Las preguntas son: ¿cuál es el límite entre lo legal/legítimo y la mera delincuencia punible en los tribunales y en la sociedad? ¿Cuál, entre lo “políticamente correcto” y lo provocador? Y, para enfocar la cuestión en los términos que habitualmente aborda esta columna, ¿qué rol nos cabe a los periodistas y a los medios que cobijan nuestras ideas y prácticas profesionales en relación con estas cuestiones?
Decía el promotor militante de los pensamientos y la praxis que fueron cuasi hegemónicos durante más de una década, que para ser exitoso en una carrera política con vocación presidencial es necesario invertir mucho dinero. Y que esa necesidad puede ser solventada de dos maneras: o con riqueza personal de los protagonistas y sus patrocinadores, o con el aprovechamiento non sancto de los dineros públicos. No importa, aclara este ombudsman, si la intención del autor del artículo de marras fue simplemente provocar, inquietar, plantear un debate, o si su objetivo fue justificar el accionar espurio o doloso de quienes hicieron y hacen uso de los bienes comunes en beneficio propio o de una línea ideológica o de un objetivo político. Lo escrito escrito fue, está publicado y no hay explicación ex post que valga.
No se trata de monedas (y aunque así fuera, también sería cuestionable una metodología ilegal o cobijada por prácticas disfrazadas de legalidad): en noviembre de 2014, PERFIL publicó un informe muy pormenorizado en el que se señalaba que cualquiera de los candidatos o precandidatos por entonces perfilados para las elecciones de 2015 debía tener fondos cercanos a los 100 millones de dólares si pretendía algún resultado favorable en su campaña.

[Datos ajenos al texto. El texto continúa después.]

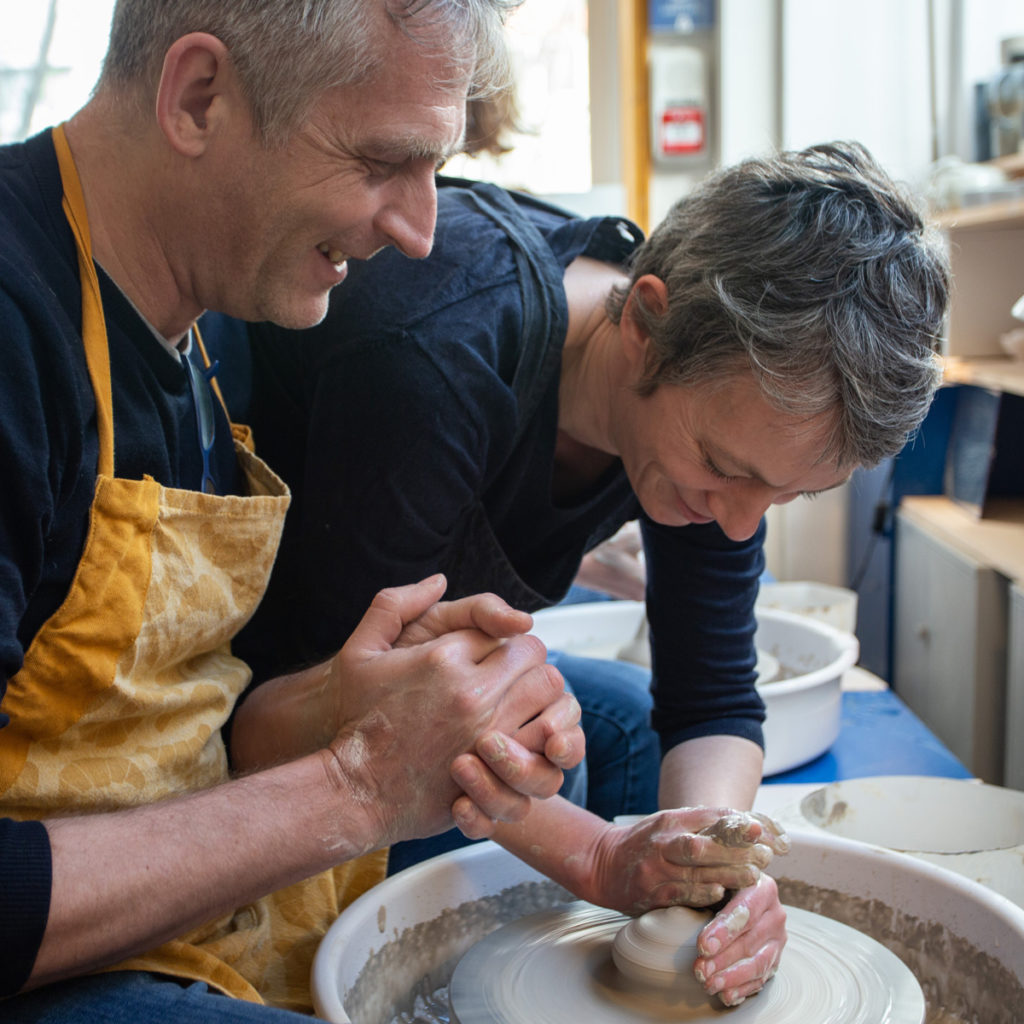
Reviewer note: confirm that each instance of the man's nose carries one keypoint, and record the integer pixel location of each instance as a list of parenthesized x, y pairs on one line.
[(410, 214)]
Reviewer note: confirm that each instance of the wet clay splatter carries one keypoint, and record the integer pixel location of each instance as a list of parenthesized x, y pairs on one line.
[(406, 981)]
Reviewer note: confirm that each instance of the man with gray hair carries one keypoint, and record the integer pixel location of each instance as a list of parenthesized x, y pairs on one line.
[(166, 838)]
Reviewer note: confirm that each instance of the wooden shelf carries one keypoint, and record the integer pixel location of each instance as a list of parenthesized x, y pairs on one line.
[(989, 216), (991, 372), (996, 541), (1012, 166)]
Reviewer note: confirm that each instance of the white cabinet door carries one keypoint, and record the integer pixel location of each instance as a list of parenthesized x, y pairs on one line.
[(950, 646)]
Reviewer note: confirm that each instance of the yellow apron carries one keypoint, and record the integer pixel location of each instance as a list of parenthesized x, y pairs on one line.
[(124, 691)]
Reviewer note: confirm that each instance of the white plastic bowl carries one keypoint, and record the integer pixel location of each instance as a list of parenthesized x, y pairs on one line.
[(965, 943), (833, 605), (961, 824), (803, 712)]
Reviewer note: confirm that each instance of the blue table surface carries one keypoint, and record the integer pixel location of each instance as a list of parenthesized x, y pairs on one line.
[(879, 735)]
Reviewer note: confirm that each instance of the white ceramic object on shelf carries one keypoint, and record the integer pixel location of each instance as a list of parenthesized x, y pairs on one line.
[(406, 935), (803, 711)]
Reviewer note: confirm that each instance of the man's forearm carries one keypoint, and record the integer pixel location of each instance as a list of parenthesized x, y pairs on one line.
[(128, 881), (711, 771)]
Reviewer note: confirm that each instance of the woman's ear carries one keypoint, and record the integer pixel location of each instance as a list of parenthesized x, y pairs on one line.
[(192, 92), (653, 295)]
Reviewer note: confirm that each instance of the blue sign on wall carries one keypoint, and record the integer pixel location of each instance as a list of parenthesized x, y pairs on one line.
[(680, 15)]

Las cifras variaban entre los 30 millones de dólares presupuestados para el socialismo de Binner y los 100 a 130 millones para las campañas de Scioli, Macri, Randazzo o Massa. Entre todos los aspirantes y gastos oficiales, alrededor de mil millones de dólares.
Por cierto, ese dinero, con el sistema político actual de financiamiento de los partidos, no se reúne con colectas populares ni almuerzos o cenas para recaudar fondos. Sólo es posible si: 1) los aportes individuales o colectivos (para los cuales hay fuertes limitaciones, por lo general violadas) son suficientes para cubrir tantos gastos; 2) las fortunas personales de los candidatos alcanzan y si éstos están dispuestos a arriesgarlas en uno o varios actos electorales (poco creíble en estos tiempos de feroz control del bolsillo propio); 3) los candidatos o sus partidos en ejercicio de gobiernos de cualquiera de las jurisdicciones facilitan el “robo para la corona” (para ser más directos: derivan parte o todos los sobreprecios en obras, retornos de contratistas y otras excrecencias), alimentando así con dineros de todos las apetencias de los aspirantes y sus adláteres.
Se dirá que esto es así en casi todos los países del mundo (argumento cuestionable, claro). Y bien: mal de muchos, consuelo de víctimas. Es tiempo de que empiecen a cambiar las reglas que abren el camino a tanta corrupción institucionalizada a favor de un sistema político que merece reformas profundas. En esta línea, la tarea que nos cabe a periodistas y medios debería ser creciente, intensa y compartida, y no dejar paso a extrañas, alambicadas explicaciones para dar sustento a los actos de manifiesta impudicia.
En el Correo de hoy, el lector Jorge Lobo Aragón dice: “En términos políticos, reservamos la corrupción y las corruptelas para aplicarlas a las conductas de quienes, usando poderes del Estado, se benefician personalmente en desmedro de los intereses generales, con perjuicio de la sociedad o del mismo Estado. Una conducta corrupta es la que, con mala fe, no procura el bien general sino el propio o el de allegados o benefactores”. Sus palabras aplican a la perfección para cerrar estas reflexiones.
Omisión. Tiene razón el lector Enrique Cafferata cuando señala que este ombudsman –desacertadamente– no incluyó el régimen impuesto el 4 de junio de 1943 entre las dictaduras que alteraron el orden constitucional argentino en el pasado siglo. Ese movimiento motorizado por los militares nacionalistas de la época (entre los cuales era protagonista importante el coronel Juan Domingo Perón) fue el que interrumpió el gobierno de Ramón Castillo y cerró así una década de fraudes y un régimen poco o nada democrático inaugurado por el general José Félix Uriburu en 1930, cuando derrocó al presidente Hipólito Yrigoyen.